Job Description:
We are hiring for a dynamic new initiative for CVS Health, a pioneering business transforming healthcare in the United States by making customer experiences more seamless, convenient, and personalized.
CVS Health is focused on driving business agility and growth through technology, data, digital, and experiential innovations.

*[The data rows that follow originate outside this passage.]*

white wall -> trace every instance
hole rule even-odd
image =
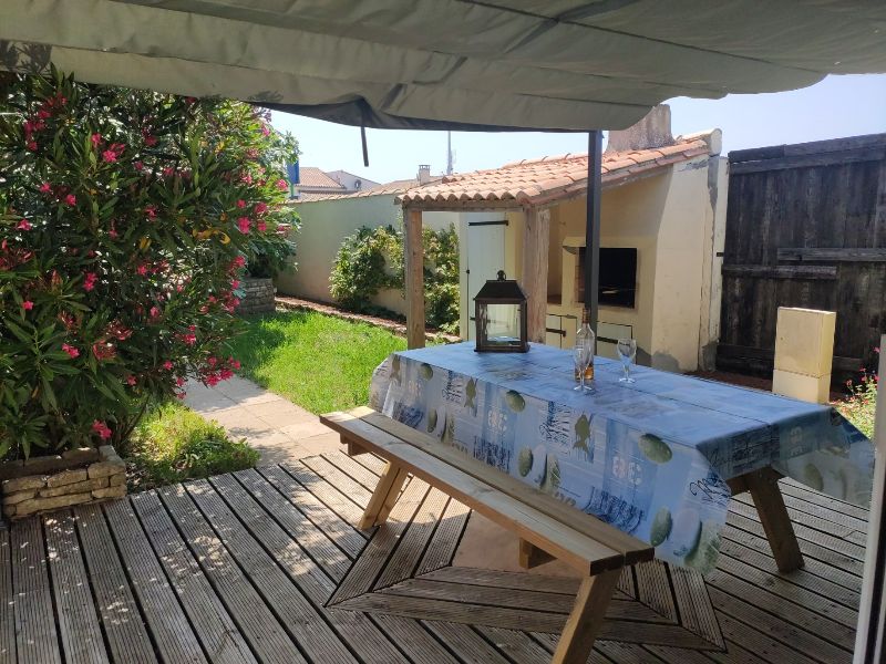
[[[332,301],[329,274],[344,238],[361,226],[395,227],[401,212],[393,194],[303,201],[295,207],[301,217],[301,228],[292,231],[290,238],[296,242],[298,268],[277,277],[277,290],[284,295],[326,302]],[[425,212],[423,221],[425,228],[433,230],[449,228],[450,224],[459,228],[459,215],[454,212]],[[373,303],[405,314],[405,301],[399,290],[380,292]]]

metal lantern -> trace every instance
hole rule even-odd
[[[498,270],[474,298],[478,353],[525,353],[529,350],[526,293]]]

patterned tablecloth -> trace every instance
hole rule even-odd
[[[765,466],[867,505],[870,442],[827,406],[597,357],[595,394],[573,387],[567,351],[476,353],[460,343],[394,353],[372,377],[377,411],[713,569],[723,481]]]

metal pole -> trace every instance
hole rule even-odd
[[[600,286],[600,191],[602,180],[602,132],[588,133],[588,209],[585,225],[585,309],[597,331],[597,297]]]

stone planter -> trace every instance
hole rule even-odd
[[[244,297],[237,307],[237,313],[246,315],[249,313],[267,313],[276,309],[274,295],[276,289],[271,279],[257,279],[245,277],[240,282]]]
[[[126,495],[126,464],[110,445],[0,465],[3,516],[21,519]]]

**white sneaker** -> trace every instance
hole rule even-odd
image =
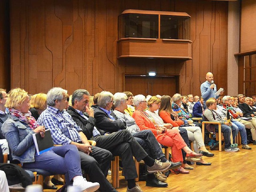
[[[99,183],[87,181],[85,178],[83,178],[82,176],[74,180],[73,186],[79,187],[81,191],[86,190],[85,191],[86,192],[94,192],[100,187]]]

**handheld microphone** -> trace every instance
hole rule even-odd
[[[213,84],[214,83],[214,81],[213,80],[212,80],[212,83],[211,83],[211,85],[212,84]],[[212,88],[212,90],[213,90],[213,91],[214,91],[214,88]]]

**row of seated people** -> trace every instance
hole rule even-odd
[[[16,94],[22,93],[23,92],[23,95],[25,94],[26,96],[25,97],[28,97],[24,90],[15,89],[10,92],[8,99],[11,98],[10,96],[12,95],[11,94],[12,93],[12,91],[16,91]],[[127,106],[128,102],[129,104],[132,104],[132,103],[130,102],[129,103],[129,101],[132,102],[132,99],[130,99],[130,95],[127,92],[126,93],[126,94],[117,93],[113,96],[109,92],[102,92],[98,94],[98,104],[98,104],[93,106],[96,108],[95,111],[94,112],[93,110],[89,106],[90,94],[88,92],[84,90],[78,90],[75,91],[72,96],[72,106],[68,107],[67,113],[64,110],[68,106],[66,95],[67,92],[60,88],[54,88],[50,90],[47,94],[48,106],[46,110],[44,110],[47,105],[46,104],[46,101],[45,101],[44,103],[42,103],[42,105],[44,106],[40,108],[41,108],[34,107],[30,110],[33,113],[36,113],[37,112],[38,115],[40,114],[40,116],[37,116],[38,118],[39,116],[38,124],[43,125],[46,129],[49,128],[51,130],[54,143],[62,145],[70,144],[76,146],[82,160],[82,168],[89,174],[91,181],[98,182],[100,184],[100,191],[104,191],[105,189],[107,189],[108,191],[116,191],[112,187],[105,177],[109,168],[109,166],[106,164],[108,163],[109,165],[109,161],[108,161],[109,158],[108,156],[120,155],[122,157],[122,161],[124,168],[123,173],[126,179],[128,182],[128,191],[142,191],[138,186],[135,186],[134,178],[137,176],[136,170],[134,170],[134,167],[134,167],[134,162],[132,160],[133,160],[132,155],[138,160],[141,159],[144,160],[148,166],[148,170],[150,172],[156,170],[162,170],[171,166],[174,169],[179,167],[176,170],[178,172],[188,173],[188,171],[185,171],[180,166],[180,162],[185,162],[186,160],[194,160],[195,161],[198,161],[198,164],[210,164],[210,163],[206,162],[202,159],[196,159],[196,158],[194,158],[196,159],[195,160],[192,159],[195,157],[200,157],[202,154],[209,157],[212,156],[213,154],[209,152],[205,148],[202,141],[202,132],[199,127],[195,126],[196,125],[192,124],[191,119],[189,119],[190,117],[189,115],[184,114],[181,111],[182,110],[180,110],[180,107],[182,98],[180,95],[176,94],[173,96],[172,104],[171,104],[170,97],[168,96],[164,96],[161,100],[157,97],[152,97],[148,101],[149,107],[148,110],[146,111],[144,111],[147,108],[146,98],[142,95],[138,95],[134,97],[134,104],[136,110],[132,113],[134,108],[133,109],[131,105]],[[6,97],[2,97],[2,99],[7,97],[6,94]],[[132,96],[132,98],[133,96]],[[29,103],[29,98],[28,100],[28,103]],[[20,101],[19,101],[20,103],[18,105],[19,106],[23,104],[25,100],[22,103],[20,103]],[[114,112],[111,110],[113,102],[114,104]],[[12,112],[14,108],[20,112],[19,113],[22,112],[22,114],[27,113],[25,112],[26,110],[26,106],[24,107],[24,110],[21,112],[20,110],[23,109],[18,110],[20,109],[19,108],[18,108],[18,110],[16,108],[20,108],[20,106],[15,106],[16,108],[14,108],[14,106],[10,106],[8,105],[8,102],[6,105],[9,109],[9,112],[12,115],[15,114]],[[172,107],[173,110],[172,109]],[[27,107],[28,108],[28,107]],[[157,113],[155,112],[159,108],[160,116]],[[35,110],[35,109],[36,111]],[[129,115],[131,112],[132,113],[132,117]],[[15,112],[17,112],[15,111]],[[129,114],[128,115],[126,114],[126,112]],[[161,117],[160,114],[162,114],[162,116],[164,114],[164,116]],[[28,118],[33,119],[30,114],[28,114],[30,115]],[[21,116],[23,118],[27,117],[26,116],[25,117]],[[168,117],[169,118],[166,118]],[[35,120],[30,122],[30,120],[27,119],[26,121],[26,119],[23,120],[22,121],[21,119],[22,122],[24,122],[28,125],[32,124],[36,127],[39,125]],[[6,123],[6,124],[7,123]],[[179,126],[182,126],[183,128],[179,128]],[[38,126],[38,127],[40,127]],[[175,127],[175,128],[172,128]],[[3,128],[4,130],[4,127]],[[44,131],[44,127],[42,127],[42,129],[40,131]],[[36,128],[35,129],[36,129]],[[149,130],[150,131],[149,131]],[[34,132],[34,130],[32,131]],[[8,137],[7,137],[7,138]],[[96,147],[98,147],[90,146],[88,143],[87,138],[96,140],[97,142]],[[176,163],[168,163],[156,138],[160,143],[172,147],[173,160]],[[148,140],[147,141],[146,140]],[[199,154],[192,152],[188,146],[189,146],[189,140],[193,141],[194,148],[196,152],[198,152],[198,149],[200,150],[198,152]],[[135,140],[138,142],[134,142]],[[21,143],[22,141],[19,141]],[[145,146],[145,143],[146,143],[146,145],[148,145],[147,147],[144,147],[146,152],[141,148],[141,150],[137,150],[138,151],[134,151],[132,150],[134,148],[138,149],[138,146],[140,146],[138,145],[138,143],[143,146]],[[18,146],[19,143],[17,145]],[[13,145],[9,144],[9,145]],[[12,150],[12,146],[10,147]],[[16,146],[14,146],[14,147]],[[225,142],[225,149],[226,148]],[[138,148],[140,148],[138,147]],[[102,149],[107,150],[104,151],[102,151]],[[109,153],[108,155],[104,158],[102,155],[104,152],[106,153],[108,151],[107,150],[111,153]],[[126,152],[124,152],[124,150],[126,151]],[[126,151],[129,151],[126,152]],[[183,154],[182,151],[183,152]],[[12,153],[14,152],[12,150]],[[99,156],[100,155],[101,155],[100,158]],[[90,158],[92,159],[90,159]],[[161,162],[156,160],[154,162],[154,158],[161,160]],[[111,158],[110,159],[111,160]],[[97,173],[101,172],[102,173],[102,176],[99,179],[98,175],[98,178],[94,178],[94,173],[92,172],[92,170],[96,172],[94,168],[91,167],[93,167],[92,164],[92,163],[93,164],[94,162],[96,162],[96,164],[98,164],[95,165],[95,167],[99,167],[96,169],[96,170],[98,170]],[[164,164],[162,162],[166,163]],[[27,164],[25,164],[26,166]],[[40,164],[40,163],[39,164]],[[184,165],[185,168],[191,169],[192,167],[188,166],[188,165],[184,163]],[[35,164],[38,165],[36,164]],[[35,164],[32,164],[32,166],[34,166]],[[154,170],[154,166],[158,167],[157,170]],[[159,167],[164,168],[160,170]],[[104,170],[102,170],[103,167],[104,167]],[[54,172],[56,172],[57,171],[54,171]],[[166,183],[162,183],[159,181],[157,182],[154,182],[154,179],[153,174],[148,175],[146,183],[147,185],[162,187],[167,186]]]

We aim to provide a new state-of-the-art flexible work environment in our Galway facility at Bonham Quay to support these objectives.
Careers with CVS Health offer flexible work arrangements, and individuals who live and work in the Republic of Ireland will have the opportunity to divide their time between our Galway office and their home office.
Responsibilities:
* Design and scale data pipelines for logs, metrics, and traces
* Develop custom software to drive the observability platform using technologies such as Java Spring Boot, Node JS, Golang etc.
* Help engineers, who are primarily our customers to the Observability Platform, in troubleshooting the issues with Observability Platform instrumentations
* Implement OTEL client libraries for technologies such as Java Spring Boot, Node JS, Go-lang etc.
* Participate in team 24/7/365 on-call rotations to ensure the health and stability of the Observability Platform
* Manage CI/CD pipelines for deploying and managing observability platform infrastructure to Kubernetes
* Deliver an exceptional customer experience by engaging with platform customers as they reach out with support questions
* Create comprehensive documentation for observability tools and technologies
* Watch the watchers by building and managing instrumentation and alerting for the Observability Platform itself to deliver a highly available platform
* Work closely with the SRE team to understand application team challenges in the observability space and identify opportunities to improve the Observability Platform to meet these challenges
Requirements:
* 7+ years of experience in software engineering and/or site reliability engineering roles
* 7+ years of hands-on development experience with modern microservices using technologies such as Java Spring Boot, Go-Lang, Node JS etc.
* Strong exposure to cloud platforms such as GCP, AWS or Azure
* Strong familiarity with observability patterns and best practices including concepts like SLAs, SLOs, and SLIs
* Experience creating custom dashboards and views to understand system health and availability
* Extensive experience with modern infrastructure tooling like Docker, Kubernetes, Argo CD, Envoy/Istio
* Comfort using the Grafana Labs OSS stack: Loki, Grafana, Tempo, Mimir, et al.
* Excellent technical communication skills
Preferred Qualifications:
* Understanding of the Open Telemetry ecosystem, OTLP, and OTel Semantic Conventions
* Experience designing and scaling distributed systems
* Background in building and operating high-traffic backend services
* Familiarity with popular data-oriented open source technologies like Kafka and Postgres
Education:
Bachelor's degree or equivalent experience.